Survey: Federal security chiefs pull top salaries among global cyber workforce
Government CIOs are embracing social networking tools, but aren't necessarily applying controls.
Many computer security chiefs in the federal government outearned their private sector counterparts across the globe during the past year, according to a study released on Monday by market research firm Frost and Sullivan.
Among the C-level cyber managers surveyed raking in $120,000 or more, 32 percent were federal chief information security officers or federal chief information officers, while the portion of the global workforce banking that much money was only 23 percent. The report on attitudes in the field was commissioned by the International Information Systems Security Certification Consortium, (ISC)2, an organization that educates and offers credentials to cybersecurity professionals.
The 2011 global information security workforce survey collected responses last fall through a website from 10,413 professionals in the public and private sectors, including 145 federal chief-level managers.
On the whole, U.S. government cyber officials accounted for a larger share of the top paybands relative to information security executives worldwide. For example, a quarter of government executives polled were making between $100,000 and $119,000, while just 19 percent of the total respondent pool was paid within that range.
In the lower salary range, the opposite was true: There were more low-paid executives in the total population than in the public sector.
Only 3 percent of federal cybersecurity chiefs earned $59,999 or less, while 21 percent of senior-level professionals worldwide were paid at the bottom level.
"The U.S. federal C-suite reported very competitive salaries when compared to private sector CXOs," wrote the study's author, Robert Ayoub, an analyst in Frost and Sullivan's information and communication technologies practice. "This was encouraging news and illustrated the priority that information security has within the U.S. federal government."
By some accounts, the nation needs to bolster the ranks of cyber specialists from 1,000 to 30,000 as the frequency and sophistication of threats grow. Currently, a large amount of federal information security work is performed by commercial contractors. In most occupations, the federal government has traditionally compensated staff at rates lower than the commercial sector's.
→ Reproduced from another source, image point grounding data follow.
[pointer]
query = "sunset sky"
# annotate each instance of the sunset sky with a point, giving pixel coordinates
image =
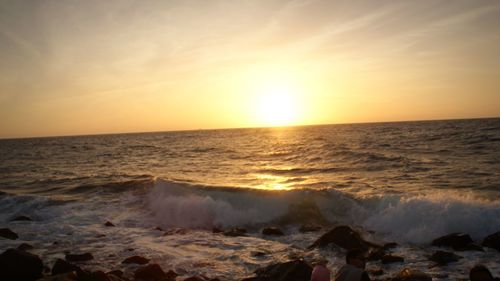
(93, 66)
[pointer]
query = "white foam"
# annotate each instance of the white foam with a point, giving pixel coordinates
(422, 218)
(176, 205)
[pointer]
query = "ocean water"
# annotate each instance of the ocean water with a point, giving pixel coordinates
(407, 182)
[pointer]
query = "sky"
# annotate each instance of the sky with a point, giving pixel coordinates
(92, 66)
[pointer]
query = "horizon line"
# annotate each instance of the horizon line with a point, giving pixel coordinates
(239, 128)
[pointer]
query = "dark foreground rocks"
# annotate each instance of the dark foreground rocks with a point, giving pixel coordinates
(344, 237)
(9, 234)
(136, 260)
(412, 275)
(20, 265)
(457, 241)
(272, 231)
(296, 270)
(79, 257)
(492, 241)
(443, 258)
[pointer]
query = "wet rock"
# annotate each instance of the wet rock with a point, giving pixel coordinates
(390, 245)
(376, 254)
(443, 258)
(136, 260)
(492, 241)
(272, 231)
(62, 266)
(344, 237)
(152, 272)
(386, 259)
(117, 273)
(9, 234)
(79, 257)
(309, 228)
(412, 275)
(456, 241)
(25, 247)
(297, 270)
(217, 230)
(233, 232)
(70, 276)
(194, 278)
(376, 272)
(21, 218)
(93, 276)
(20, 265)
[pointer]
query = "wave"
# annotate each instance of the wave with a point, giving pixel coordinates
(414, 218)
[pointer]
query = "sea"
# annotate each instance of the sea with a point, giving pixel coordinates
(165, 192)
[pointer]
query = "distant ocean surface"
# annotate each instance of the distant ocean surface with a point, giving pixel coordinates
(408, 182)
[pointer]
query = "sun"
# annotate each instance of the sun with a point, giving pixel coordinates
(277, 105)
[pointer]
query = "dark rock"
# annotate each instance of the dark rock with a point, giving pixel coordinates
(443, 258)
(297, 270)
(456, 241)
(390, 245)
(20, 265)
(259, 254)
(93, 276)
(25, 247)
(171, 275)
(136, 260)
(272, 231)
(117, 273)
(412, 275)
(62, 266)
(79, 257)
(492, 241)
(152, 272)
(344, 237)
(217, 230)
(233, 232)
(9, 234)
(376, 254)
(194, 278)
(70, 276)
(376, 272)
(386, 259)
(22, 218)
(309, 228)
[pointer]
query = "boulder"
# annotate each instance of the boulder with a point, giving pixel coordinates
(20, 265)
(9, 234)
(79, 257)
(25, 247)
(93, 276)
(21, 218)
(62, 266)
(309, 228)
(443, 258)
(412, 275)
(272, 231)
(152, 272)
(136, 260)
(344, 237)
(296, 270)
(492, 241)
(233, 232)
(457, 241)
(386, 259)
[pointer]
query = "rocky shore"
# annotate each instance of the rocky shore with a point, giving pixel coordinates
(20, 264)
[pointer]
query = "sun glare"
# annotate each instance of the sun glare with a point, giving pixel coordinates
(277, 105)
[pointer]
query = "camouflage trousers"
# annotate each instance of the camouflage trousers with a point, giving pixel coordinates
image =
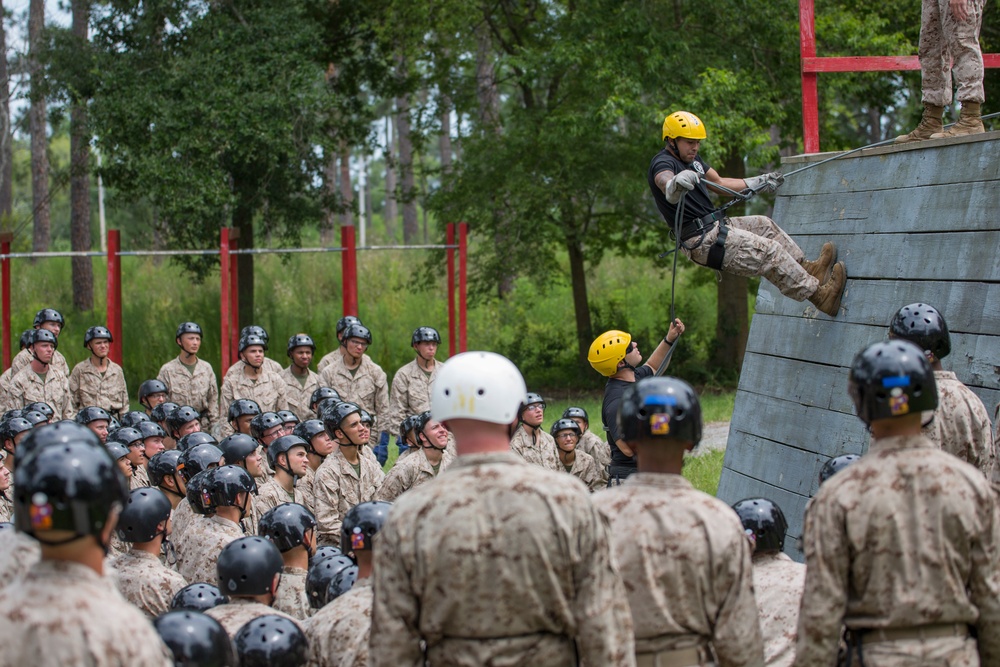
(950, 48)
(758, 247)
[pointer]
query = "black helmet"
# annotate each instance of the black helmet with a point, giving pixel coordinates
(300, 340)
(49, 315)
(892, 379)
(126, 435)
(250, 340)
(835, 465)
(226, 482)
(197, 493)
(924, 326)
(91, 414)
(565, 424)
(247, 566)
(195, 638)
(425, 334)
(44, 336)
(324, 552)
(764, 523)
(201, 596)
(333, 417)
(243, 406)
(73, 487)
(323, 393)
(181, 416)
(308, 430)
(361, 523)
(146, 509)
(198, 459)
(162, 411)
(163, 465)
(188, 327)
(342, 582)
(192, 440)
(319, 578)
(151, 429)
(40, 406)
(573, 412)
(97, 332)
(133, 418)
(346, 321)
(286, 525)
(263, 422)
(663, 407)
(237, 447)
(283, 445)
(254, 330)
(271, 641)
(357, 330)
(531, 399)
(150, 387)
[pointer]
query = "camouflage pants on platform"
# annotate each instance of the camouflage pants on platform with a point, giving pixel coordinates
(950, 48)
(758, 247)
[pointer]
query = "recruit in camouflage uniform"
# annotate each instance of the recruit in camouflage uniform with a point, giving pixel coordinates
(28, 387)
(239, 611)
(367, 386)
(291, 597)
(64, 613)
(198, 389)
(198, 548)
(777, 585)
(539, 449)
(542, 590)
(961, 425)
(410, 472)
(88, 386)
(903, 539)
(686, 565)
(338, 633)
(298, 394)
(411, 393)
(144, 581)
(337, 488)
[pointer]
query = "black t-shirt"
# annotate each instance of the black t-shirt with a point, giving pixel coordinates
(697, 203)
(609, 414)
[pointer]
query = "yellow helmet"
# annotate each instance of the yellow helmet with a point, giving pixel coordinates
(607, 350)
(683, 124)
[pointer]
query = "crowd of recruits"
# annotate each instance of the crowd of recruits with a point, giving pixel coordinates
(693, 596)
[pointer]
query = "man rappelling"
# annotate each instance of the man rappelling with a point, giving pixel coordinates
(750, 245)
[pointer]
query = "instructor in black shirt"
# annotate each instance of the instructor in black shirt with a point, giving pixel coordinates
(616, 356)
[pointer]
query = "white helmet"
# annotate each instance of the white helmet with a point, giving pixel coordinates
(484, 386)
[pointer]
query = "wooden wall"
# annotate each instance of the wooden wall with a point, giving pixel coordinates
(911, 223)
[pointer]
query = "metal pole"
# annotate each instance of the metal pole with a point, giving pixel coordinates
(349, 270)
(5, 240)
(450, 253)
(224, 276)
(115, 295)
(463, 248)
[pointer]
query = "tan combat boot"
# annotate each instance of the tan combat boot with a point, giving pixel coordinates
(929, 124)
(820, 267)
(970, 121)
(827, 297)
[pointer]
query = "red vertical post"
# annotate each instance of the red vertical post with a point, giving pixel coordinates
(810, 94)
(349, 270)
(224, 292)
(450, 253)
(234, 298)
(463, 252)
(5, 241)
(115, 295)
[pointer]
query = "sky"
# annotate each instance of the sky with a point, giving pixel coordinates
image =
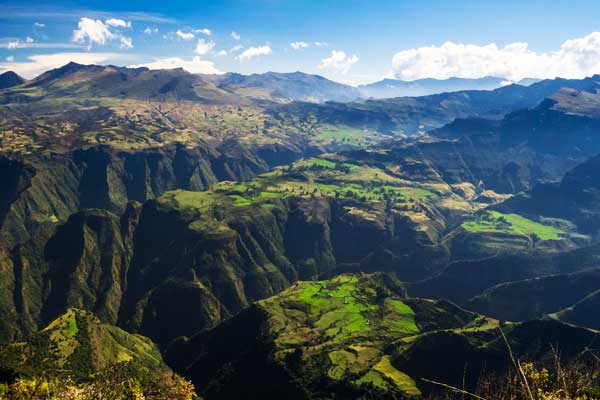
(350, 41)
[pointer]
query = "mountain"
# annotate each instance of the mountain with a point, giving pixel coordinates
(575, 197)
(91, 81)
(78, 344)
(582, 313)
(388, 88)
(314, 340)
(534, 298)
(9, 79)
(413, 115)
(356, 337)
(295, 86)
(464, 279)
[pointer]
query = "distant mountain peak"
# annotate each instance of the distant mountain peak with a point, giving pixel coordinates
(9, 79)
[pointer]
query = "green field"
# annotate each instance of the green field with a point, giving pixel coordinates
(496, 222)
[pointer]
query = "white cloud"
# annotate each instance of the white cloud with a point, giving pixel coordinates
(92, 32)
(196, 65)
(185, 35)
(252, 52)
(338, 62)
(204, 46)
(126, 43)
(17, 44)
(299, 45)
(36, 64)
(576, 58)
(118, 23)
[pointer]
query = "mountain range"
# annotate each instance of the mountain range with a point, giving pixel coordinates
(278, 235)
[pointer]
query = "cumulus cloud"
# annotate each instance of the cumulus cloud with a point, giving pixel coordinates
(196, 65)
(31, 44)
(338, 62)
(299, 45)
(118, 23)
(204, 46)
(92, 31)
(126, 43)
(38, 63)
(185, 35)
(252, 52)
(203, 31)
(576, 58)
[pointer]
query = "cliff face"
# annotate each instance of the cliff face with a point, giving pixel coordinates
(42, 190)
(166, 271)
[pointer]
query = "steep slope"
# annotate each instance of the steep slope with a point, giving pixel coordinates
(9, 79)
(316, 339)
(188, 260)
(89, 81)
(78, 344)
(355, 337)
(575, 197)
(534, 298)
(284, 87)
(388, 88)
(464, 279)
(583, 313)
(411, 115)
(460, 357)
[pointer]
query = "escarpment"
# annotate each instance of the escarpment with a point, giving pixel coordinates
(44, 189)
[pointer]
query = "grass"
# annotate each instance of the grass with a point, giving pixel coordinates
(496, 222)
(343, 135)
(398, 378)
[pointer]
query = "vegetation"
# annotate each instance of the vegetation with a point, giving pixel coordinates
(573, 381)
(121, 382)
(496, 222)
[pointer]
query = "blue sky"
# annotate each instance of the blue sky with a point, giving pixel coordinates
(350, 41)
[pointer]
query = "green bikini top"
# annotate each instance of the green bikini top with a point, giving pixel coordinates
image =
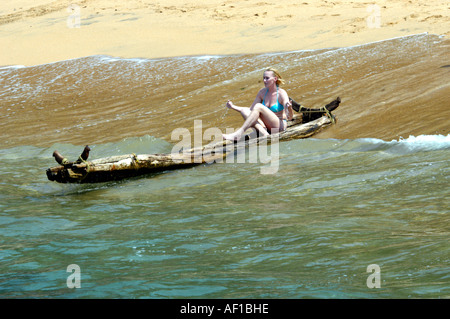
(277, 107)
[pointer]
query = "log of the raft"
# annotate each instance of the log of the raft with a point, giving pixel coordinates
(131, 165)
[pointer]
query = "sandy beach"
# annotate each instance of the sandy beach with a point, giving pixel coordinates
(44, 31)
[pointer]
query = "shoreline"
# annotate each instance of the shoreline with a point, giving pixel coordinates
(200, 56)
(44, 31)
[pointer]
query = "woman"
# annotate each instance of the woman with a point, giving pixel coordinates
(270, 110)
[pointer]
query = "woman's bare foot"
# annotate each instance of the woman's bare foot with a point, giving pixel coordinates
(230, 105)
(236, 136)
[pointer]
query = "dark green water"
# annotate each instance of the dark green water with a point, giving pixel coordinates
(227, 231)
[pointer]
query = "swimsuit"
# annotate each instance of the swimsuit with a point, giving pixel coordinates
(277, 107)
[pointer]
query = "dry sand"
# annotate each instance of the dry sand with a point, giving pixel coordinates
(42, 31)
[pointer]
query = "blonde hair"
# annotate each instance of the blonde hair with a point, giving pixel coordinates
(280, 80)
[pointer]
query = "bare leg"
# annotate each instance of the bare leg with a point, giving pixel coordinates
(258, 112)
(245, 113)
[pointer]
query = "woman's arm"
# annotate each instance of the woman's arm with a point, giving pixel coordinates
(287, 104)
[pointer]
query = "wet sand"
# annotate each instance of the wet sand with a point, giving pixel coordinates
(389, 104)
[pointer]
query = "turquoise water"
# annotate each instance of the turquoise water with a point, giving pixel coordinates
(227, 231)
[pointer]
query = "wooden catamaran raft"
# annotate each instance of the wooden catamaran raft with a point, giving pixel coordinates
(304, 124)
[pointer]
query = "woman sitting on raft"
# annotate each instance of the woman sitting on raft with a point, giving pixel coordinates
(270, 110)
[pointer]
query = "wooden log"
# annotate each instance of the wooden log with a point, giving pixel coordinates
(131, 165)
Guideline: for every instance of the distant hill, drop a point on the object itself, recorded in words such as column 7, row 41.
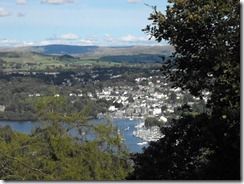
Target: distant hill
column 93, row 51
column 65, row 49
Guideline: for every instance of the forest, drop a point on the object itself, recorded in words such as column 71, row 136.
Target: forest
column 203, row 146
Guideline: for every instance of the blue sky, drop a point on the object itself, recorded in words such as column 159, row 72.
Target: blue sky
column 76, row 22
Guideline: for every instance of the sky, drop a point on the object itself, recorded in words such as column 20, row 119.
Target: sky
column 76, row 22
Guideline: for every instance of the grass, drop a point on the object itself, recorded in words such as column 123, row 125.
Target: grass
column 27, row 61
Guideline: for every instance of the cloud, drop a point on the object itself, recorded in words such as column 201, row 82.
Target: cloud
column 130, row 38
column 20, row 14
column 15, row 43
column 68, row 36
column 109, row 38
column 134, row 1
column 57, row 1
column 20, row 1
column 4, row 13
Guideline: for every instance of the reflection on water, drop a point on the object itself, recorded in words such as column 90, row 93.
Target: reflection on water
column 125, row 126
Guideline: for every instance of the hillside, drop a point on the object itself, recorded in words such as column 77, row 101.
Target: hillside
column 92, row 51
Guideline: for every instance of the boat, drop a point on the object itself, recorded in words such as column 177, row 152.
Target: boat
column 142, row 143
column 127, row 128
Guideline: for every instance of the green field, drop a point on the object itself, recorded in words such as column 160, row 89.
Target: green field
column 28, row 61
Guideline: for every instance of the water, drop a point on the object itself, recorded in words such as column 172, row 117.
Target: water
column 123, row 124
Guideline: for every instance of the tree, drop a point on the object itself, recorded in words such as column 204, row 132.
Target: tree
column 65, row 147
column 206, row 37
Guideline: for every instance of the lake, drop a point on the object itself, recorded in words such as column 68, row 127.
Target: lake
column 125, row 126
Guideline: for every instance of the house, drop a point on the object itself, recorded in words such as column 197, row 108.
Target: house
column 2, row 108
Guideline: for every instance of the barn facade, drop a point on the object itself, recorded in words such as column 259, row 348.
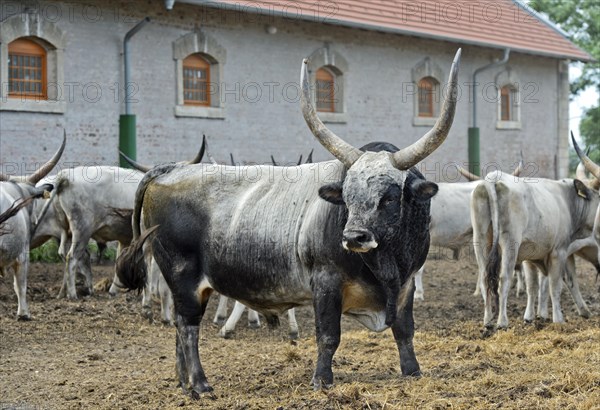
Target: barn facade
column 231, row 70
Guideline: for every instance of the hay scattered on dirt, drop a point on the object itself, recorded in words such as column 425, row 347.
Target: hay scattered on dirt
column 99, row 352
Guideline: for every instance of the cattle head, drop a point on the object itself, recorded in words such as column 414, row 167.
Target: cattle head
column 378, row 187
column 43, row 171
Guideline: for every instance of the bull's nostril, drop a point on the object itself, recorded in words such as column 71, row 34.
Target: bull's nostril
column 362, row 238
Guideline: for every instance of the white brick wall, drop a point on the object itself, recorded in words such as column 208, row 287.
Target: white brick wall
column 379, row 64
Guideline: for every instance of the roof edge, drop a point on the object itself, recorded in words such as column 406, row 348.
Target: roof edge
column 372, row 27
column 549, row 23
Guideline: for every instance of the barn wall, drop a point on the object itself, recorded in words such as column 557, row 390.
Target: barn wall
column 377, row 104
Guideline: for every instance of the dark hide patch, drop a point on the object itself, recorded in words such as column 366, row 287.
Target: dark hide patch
column 423, row 190
column 332, row 193
column 130, row 265
column 582, row 190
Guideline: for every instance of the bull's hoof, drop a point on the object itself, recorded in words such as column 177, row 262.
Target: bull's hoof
column 204, row 390
column 487, row 332
column 147, row 314
column 586, row 314
column 226, row 334
column 323, row 382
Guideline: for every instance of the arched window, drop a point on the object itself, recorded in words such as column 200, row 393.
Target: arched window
column 325, row 90
column 426, row 91
column 507, row 100
column 27, row 77
column 196, row 80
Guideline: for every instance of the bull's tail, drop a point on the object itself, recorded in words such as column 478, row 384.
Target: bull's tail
column 131, row 266
column 493, row 262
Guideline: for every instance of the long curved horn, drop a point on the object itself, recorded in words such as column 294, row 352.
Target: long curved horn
column 309, row 158
column 135, row 164
column 409, row 156
column 198, row 158
column 592, row 167
column 467, row 174
column 47, row 167
column 520, row 167
column 580, row 171
column 339, row 148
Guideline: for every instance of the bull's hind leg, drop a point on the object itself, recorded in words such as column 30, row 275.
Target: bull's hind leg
column 294, row 332
column 570, row 279
column 227, row 330
column 327, row 301
column 20, row 268
column 221, row 314
column 555, row 273
column 404, row 330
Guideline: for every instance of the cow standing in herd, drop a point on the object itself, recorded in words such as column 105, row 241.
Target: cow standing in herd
column 16, row 231
column 533, row 222
column 347, row 235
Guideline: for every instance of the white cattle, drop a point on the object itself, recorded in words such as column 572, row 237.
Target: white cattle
column 16, row 230
column 518, row 220
column 450, row 226
column 253, row 319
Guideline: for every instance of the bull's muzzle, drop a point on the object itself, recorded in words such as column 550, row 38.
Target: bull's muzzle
column 358, row 240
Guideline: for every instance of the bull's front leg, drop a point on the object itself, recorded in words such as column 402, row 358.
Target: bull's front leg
column 404, row 329
column 327, row 301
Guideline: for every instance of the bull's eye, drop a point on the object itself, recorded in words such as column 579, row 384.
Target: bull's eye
column 387, row 201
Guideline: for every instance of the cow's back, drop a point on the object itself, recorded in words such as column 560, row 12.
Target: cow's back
column 260, row 238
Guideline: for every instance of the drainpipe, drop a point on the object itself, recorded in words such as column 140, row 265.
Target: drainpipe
column 127, row 137
column 474, row 164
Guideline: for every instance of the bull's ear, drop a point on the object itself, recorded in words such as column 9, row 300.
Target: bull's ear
column 332, row 193
column 582, row 190
column 423, row 190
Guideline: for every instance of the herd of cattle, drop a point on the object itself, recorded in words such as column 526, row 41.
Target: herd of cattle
column 349, row 235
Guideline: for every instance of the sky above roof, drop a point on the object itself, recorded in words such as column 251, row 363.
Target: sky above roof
column 498, row 23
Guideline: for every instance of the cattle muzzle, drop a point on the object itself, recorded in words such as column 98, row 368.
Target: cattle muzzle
column 358, row 240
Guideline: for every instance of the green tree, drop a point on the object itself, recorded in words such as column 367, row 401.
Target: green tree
column 580, row 19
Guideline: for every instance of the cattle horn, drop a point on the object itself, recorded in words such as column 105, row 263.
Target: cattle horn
column 592, row 167
column 309, row 158
column 135, row 164
column 580, row 171
column 339, row 148
column 47, row 167
column 520, row 167
column 409, row 156
column 470, row 176
column 198, row 158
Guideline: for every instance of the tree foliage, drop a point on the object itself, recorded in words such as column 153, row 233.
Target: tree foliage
column 580, row 19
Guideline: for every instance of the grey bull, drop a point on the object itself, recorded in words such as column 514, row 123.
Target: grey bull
column 346, row 235
column 450, row 225
column 539, row 220
column 91, row 202
column 16, row 230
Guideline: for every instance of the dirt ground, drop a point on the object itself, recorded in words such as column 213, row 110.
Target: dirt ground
column 99, row 353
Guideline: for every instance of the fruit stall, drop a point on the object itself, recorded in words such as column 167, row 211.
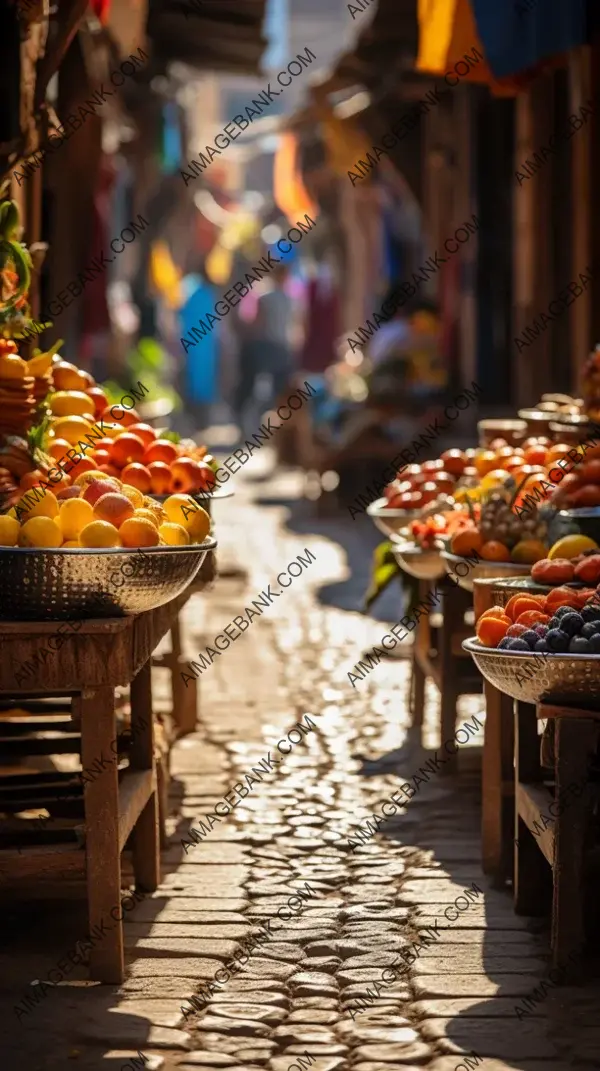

Federal chief information security officers can expect to earn up to $180,000, or they can secure bonuses that may increase their wages to as much as $220,000, according to (ISC)2 Executive Director Hord Tipton. Some private sector "hunters," network operators and penetration testers adept at finding vulnerabilities pull in close to $175,000, according to Alan Paller, director of research at the SANS Institute, a cybersecurity training center.
"The U.S. government, according to the survey, is not underpaying security professionals," said Tipton, a former Interior Department CIO.
Among the other trends identified by the 2011 review: Government security chiefs and CIOs are embracing social networking tools such as Facebook, but are not necessarily applying controls to guard against less-than-careful employees. About 20 percent of federal survey participants said they did not filter content, block websites or enforce other restrictions on social media use by employees.
Government senior security executives reported that the ubiquity of mobile devices poses challenges, but they are less concerned about potential threats than the total group surveyed is. The majority of government respondents said about a quarter of their personnel have the appliances. Close to 60 percent of them ranked mobile devices as a top or high concern among a list of potential threats that included software vulnerabilities, cyberterrorism and "cloud" IT services accessed over the Internet. But that is a lower number than the 66 percent of executives worldwide who are worried about breaches via smartphones and tablets.
The authors speculated that the discrepancy is due to the tight safeguards placed on federally issued devices and long-existing standards for use.
Also of note, government chiefs were extra fearful of cyberterrorism, with that potential threat ranking 14 percent higher as a concern in the public sector than in the global population.